# Google Music Lockscreen controls?



## bruhaha (Aug 20, 2011)

I'm currently on GummyCharged for GB, but was on that 'other' ROM for Froyo(Humble). Anyways, at one point it had controls for google music player right on the lockscreen, and I think in the notification area too. Does anyone know what app that was? I dont think it was Widgetlocker, but I'd love to have whatever it was. If I remember correctly, it also let you wake the phone by hitting any of the four buttons at the bottom, rather than only the power button.
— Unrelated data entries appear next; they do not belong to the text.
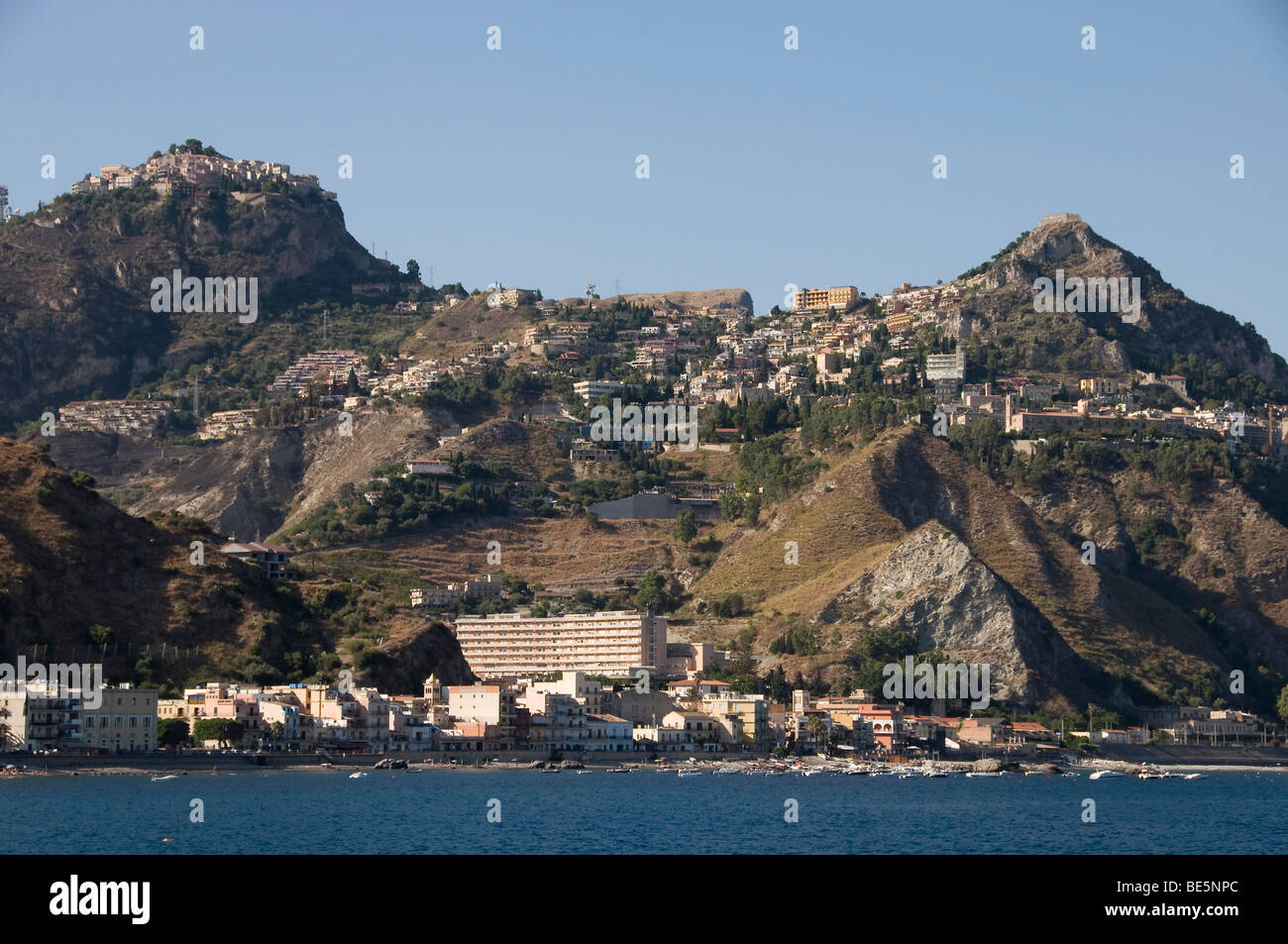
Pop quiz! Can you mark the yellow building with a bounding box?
[455,610,666,679]
[793,284,859,312]
[81,682,158,754]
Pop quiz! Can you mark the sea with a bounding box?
[0,769,1288,855]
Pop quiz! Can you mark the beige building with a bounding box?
[455,610,666,678]
[447,682,515,741]
[793,284,859,312]
[81,682,158,754]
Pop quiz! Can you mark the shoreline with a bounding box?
[0,754,1288,781]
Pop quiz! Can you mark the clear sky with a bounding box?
[0,0,1288,355]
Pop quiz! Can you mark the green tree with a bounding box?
[635,571,670,610]
[805,715,827,751]
[89,623,116,649]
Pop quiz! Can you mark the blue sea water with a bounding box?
[0,770,1288,855]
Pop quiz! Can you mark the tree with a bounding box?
[805,715,825,750]
[158,717,189,747]
[192,717,246,747]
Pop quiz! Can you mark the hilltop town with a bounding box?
[5,151,1288,756]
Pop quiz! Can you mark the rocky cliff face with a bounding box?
[0,188,387,424]
[954,217,1288,386]
[818,524,1077,703]
[693,428,1288,708]
[129,409,429,541]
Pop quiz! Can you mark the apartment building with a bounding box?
[447,682,515,742]
[926,351,966,381]
[220,541,291,579]
[793,284,859,312]
[81,682,159,754]
[58,400,174,435]
[572,380,625,403]
[455,610,666,678]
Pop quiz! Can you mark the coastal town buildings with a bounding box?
[455,610,666,678]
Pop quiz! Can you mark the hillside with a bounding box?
[0,439,469,690]
[129,409,430,541]
[0,159,389,424]
[693,428,1288,708]
[949,222,1288,396]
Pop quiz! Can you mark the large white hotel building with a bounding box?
[456,610,666,679]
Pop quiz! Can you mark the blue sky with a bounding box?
[0,0,1288,355]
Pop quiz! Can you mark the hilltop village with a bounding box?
[8,155,1288,756]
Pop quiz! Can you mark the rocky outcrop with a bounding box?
[818,525,1077,702]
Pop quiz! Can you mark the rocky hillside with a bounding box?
[0,163,389,425]
[129,408,437,541]
[950,222,1288,387]
[0,439,469,691]
[693,428,1288,708]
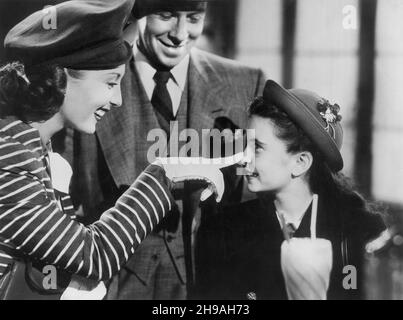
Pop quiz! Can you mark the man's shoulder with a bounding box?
[191,48,262,74]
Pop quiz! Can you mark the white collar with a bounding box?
[133,46,190,91]
[274,199,313,230]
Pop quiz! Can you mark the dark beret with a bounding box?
[263,80,343,172]
[133,0,217,19]
[4,0,134,70]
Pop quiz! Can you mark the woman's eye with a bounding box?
[157,12,172,20]
[108,82,118,89]
[188,14,202,23]
[255,144,263,151]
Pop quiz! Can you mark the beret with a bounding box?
[263,80,343,172]
[133,0,214,19]
[4,0,134,70]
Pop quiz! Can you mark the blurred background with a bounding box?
[0,0,403,298]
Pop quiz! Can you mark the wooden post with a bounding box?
[354,0,377,196]
[282,0,297,88]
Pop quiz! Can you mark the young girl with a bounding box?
[199,81,385,299]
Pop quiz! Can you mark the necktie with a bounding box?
[151,71,175,129]
[283,223,296,239]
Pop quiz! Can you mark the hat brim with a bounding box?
[263,80,343,172]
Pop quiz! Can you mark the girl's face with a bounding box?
[246,116,296,193]
[60,65,125,133]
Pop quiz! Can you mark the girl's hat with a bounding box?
[263,80,343,172]
[4,0,134,70]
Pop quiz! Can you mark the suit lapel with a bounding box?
[188,49,228,132]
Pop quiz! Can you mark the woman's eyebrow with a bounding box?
[106,72,122,81]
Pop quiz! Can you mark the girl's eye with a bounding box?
[157,12,173,20]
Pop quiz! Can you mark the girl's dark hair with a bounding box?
[0,62,67,123]
[249,97,375,215]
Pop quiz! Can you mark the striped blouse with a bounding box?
[0,118,174,280]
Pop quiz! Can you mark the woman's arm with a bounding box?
[0,165,174,280]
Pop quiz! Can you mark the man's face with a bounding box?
[139,10,205,68]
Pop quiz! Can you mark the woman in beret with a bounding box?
[198,81,385,299]
[0,0,234,299]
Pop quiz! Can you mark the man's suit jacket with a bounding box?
[72,49,264,292]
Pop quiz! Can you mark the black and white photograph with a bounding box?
[0,0,403,304]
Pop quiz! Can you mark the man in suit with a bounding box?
[73,0,264,300]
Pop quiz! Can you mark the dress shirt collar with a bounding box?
[133,46,190,91]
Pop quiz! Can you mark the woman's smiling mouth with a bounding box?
[94,106,110,121]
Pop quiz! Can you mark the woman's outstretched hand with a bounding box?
[154,152,244,202]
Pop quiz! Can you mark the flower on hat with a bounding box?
[318,99,341,139]
[318,99,341,124]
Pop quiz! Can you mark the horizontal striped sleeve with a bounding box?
[0,162,174,280]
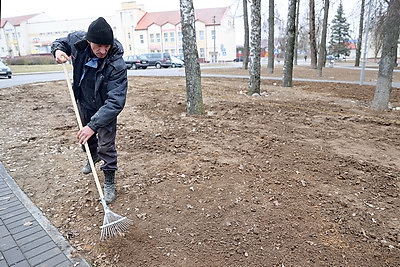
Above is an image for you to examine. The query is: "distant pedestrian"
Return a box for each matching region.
[51,17,128,203]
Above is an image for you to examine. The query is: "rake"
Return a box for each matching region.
[62,63,132,240]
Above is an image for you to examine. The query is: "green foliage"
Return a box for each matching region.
[329,1,350,57]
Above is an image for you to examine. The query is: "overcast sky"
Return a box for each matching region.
[1,0,359,43]
[1,0,237,20]
[1,0,358,20]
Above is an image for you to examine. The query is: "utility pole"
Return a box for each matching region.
[213,16,217,62]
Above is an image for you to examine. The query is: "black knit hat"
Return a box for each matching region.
[86,17,114,45]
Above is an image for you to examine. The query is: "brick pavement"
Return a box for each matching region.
[0,162,89,267]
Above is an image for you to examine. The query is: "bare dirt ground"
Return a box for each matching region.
[0,63,400,267]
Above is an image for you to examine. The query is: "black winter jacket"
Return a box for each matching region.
[51,31,128,131]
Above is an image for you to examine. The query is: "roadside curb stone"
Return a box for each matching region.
[0,162,90,267]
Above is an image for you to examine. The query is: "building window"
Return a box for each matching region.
[200,48,206,58]
[199,31,204,40]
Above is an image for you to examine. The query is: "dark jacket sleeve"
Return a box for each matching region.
[51,31,86,56]
[88,58,128,131]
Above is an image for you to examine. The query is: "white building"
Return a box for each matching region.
[0,1,236,61]
[135,7,236,62]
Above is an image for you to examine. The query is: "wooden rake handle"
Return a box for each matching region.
[62,63,104,199]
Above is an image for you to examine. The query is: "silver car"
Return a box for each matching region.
[0,61,12,79]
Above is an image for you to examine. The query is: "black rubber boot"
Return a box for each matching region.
[82,153,100,174]
[104,171,116,204]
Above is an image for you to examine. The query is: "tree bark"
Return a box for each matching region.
[294,0,300,66]
[317,0,330,77]
[372,0,400,110]
[243,0,249,70]
[267,0,275,74]
[354,0,365,67]
[309,0,317,69]
[180,0,204,115]
[248,0,261,95]
[282,0,297,87]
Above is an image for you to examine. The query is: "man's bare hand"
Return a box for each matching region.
[55,50,69,64]
[76,126,94,145]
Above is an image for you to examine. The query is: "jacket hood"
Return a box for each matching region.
[74,34,124,61]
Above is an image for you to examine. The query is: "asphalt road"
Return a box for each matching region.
[0,63,400,88]
[0,68,185,88]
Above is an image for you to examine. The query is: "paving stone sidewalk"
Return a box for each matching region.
[0,162,90,267]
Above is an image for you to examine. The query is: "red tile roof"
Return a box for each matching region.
[0,14,39,28]
[135,7,228,30]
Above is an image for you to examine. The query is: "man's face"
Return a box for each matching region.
[88,41,111,58]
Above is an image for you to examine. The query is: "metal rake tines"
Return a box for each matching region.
[100,209,132,240]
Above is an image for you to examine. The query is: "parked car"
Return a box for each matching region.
[124,55,149,70]
[0,61,12,79]
[171,56,184,68]
[143,52,171,69]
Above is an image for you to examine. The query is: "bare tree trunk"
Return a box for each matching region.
[180,0,204,115]
[282,0,297,87]
[248,0,261,95]
[317,0,329,77]
[372,0,400,110]
[309,0,317,69]
[243,0,249,70]
[267,0,275,74]
[294,0,300,66]
[354,0,365,67]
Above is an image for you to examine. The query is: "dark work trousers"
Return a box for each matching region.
[78,105,118,171]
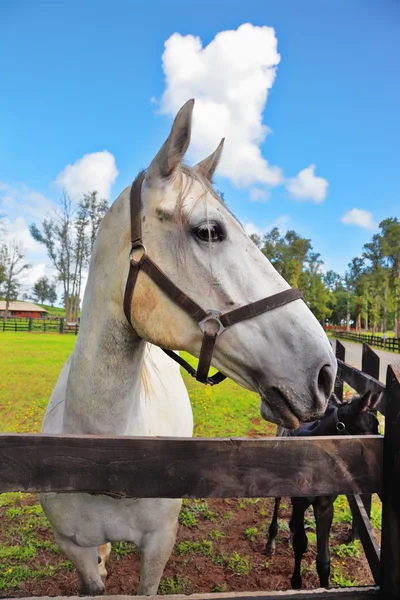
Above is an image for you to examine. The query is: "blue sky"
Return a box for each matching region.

Of course, that was only when google music was playing though.

If anyone has any insight, I'd greatly appreciate it!


----------



## anoninja118 (Aug 3, 2011)

that sounds like widgetlocker, its the only app I know of that will let you wake your phone with the hard buttons

Sent from my Droid Charge using RootzWiki Forums


----------



## Gunnermike53 (Jul 21, 2011)

anoninja118 said:


> that sounds like widgetlocker, its the only app I know of that will let you wake your phone with the hard buttons
> 
> Sent from my Droid Charge using RootzWiki Forums


we hope to release gummy charged GBE 2.0 today! it will have tsm, which has lockscreen music controls.


----------



## bruhaha (Aug 20, 2011)

"Gunnermike53 said:


> we hope to release gummy charged GBE 2.0 today! it will have tsm, which has lockscreen music controls.


Awesome! I looked more into widgetlocker, and it definitely wasn't that. The controls were hidden when google music wasn't playing.


----------